Applying Euler's theorem, we thus have

$$G(N,P,T) = N{\partial G \over \partial N} = \mu N$$

or, for a multicomponent system,

$$G = \sum_{j} \mu_j N_j$$

But, since

$$G = E-TS + PV$$

it can be seen that $G=\mu N$ is consistent with the first law of thermodynamics.

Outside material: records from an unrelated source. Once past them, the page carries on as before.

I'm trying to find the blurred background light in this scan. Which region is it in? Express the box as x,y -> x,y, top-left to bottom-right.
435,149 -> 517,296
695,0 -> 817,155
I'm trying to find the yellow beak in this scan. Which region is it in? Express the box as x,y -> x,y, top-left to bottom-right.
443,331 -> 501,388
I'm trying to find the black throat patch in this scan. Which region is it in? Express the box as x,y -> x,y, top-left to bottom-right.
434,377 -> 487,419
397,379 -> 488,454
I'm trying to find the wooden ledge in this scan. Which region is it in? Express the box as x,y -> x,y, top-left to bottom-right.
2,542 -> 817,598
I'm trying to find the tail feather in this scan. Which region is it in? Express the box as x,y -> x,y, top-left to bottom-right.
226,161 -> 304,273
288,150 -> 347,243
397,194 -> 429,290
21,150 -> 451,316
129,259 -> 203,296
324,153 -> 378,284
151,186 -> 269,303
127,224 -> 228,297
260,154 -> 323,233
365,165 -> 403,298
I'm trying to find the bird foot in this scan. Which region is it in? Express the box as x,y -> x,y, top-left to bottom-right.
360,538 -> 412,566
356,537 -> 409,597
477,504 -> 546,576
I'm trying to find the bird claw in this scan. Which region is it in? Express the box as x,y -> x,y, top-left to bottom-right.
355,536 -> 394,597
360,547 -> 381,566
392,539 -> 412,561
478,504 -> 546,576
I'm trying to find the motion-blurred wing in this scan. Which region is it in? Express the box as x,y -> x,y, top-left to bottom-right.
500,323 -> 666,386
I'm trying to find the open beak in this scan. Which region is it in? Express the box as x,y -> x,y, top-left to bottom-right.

Now, for the Legendre transformed free energy in the grand canonical ensemble, the thermodynamics are

$$d\tilde{A} = dA - \mu dN - Nd\mu = -PdV - SdT - Nd\mu$$

But, since

$$\tilde{A} = \tilde{A}(\mu,V,T)$$

$$d\tilde{A} = \left({\partial \tilde{A} \over \partial \mu}\right)_{V,T}d\mu + ... ...right)_{\mu,T}dV + \left({\partial \tilde{A} \over \partial T}\right)_{\mu,V}dT$$

the thermodynamics will be given by

$$N = -\left({\partial \tilde{A} \over \partial \mu}\right)_{V,T}$$

$$P = -\left({\partial \tilde{A} \over \partial V}\right)_{\mu,T}$$

$$S = -\left({\partial \tilde{A} \over \partial T}\right)_{V,\mu}$$

Since, $\tilde{A}$ is a homogeneous function of degree 1, and its extensive argument is $V$, it should satisfy

$$\tilde{A}(\mu,\lambda V,T) = \lambda \tilde{A}(\mu,V,T)$$

Thus, applying Euler's theorem,

$$\tilde{A}(\mu,V,T) = V{\partial \tilde{A} \over \partial V} = -PV$$

and since

$$\tilde{A} = A-\mu N = E - TS - \mu N$$

the assignment $\tilde{A} = -PV$ is consistent with the first law of thermodynamics. It is customary to work with $PV$, rather than $-PV$, so $PV$ is the natural free energy in the grand canonical ensemble, and, unlike the other ensembles, it is not given a special name or symbol!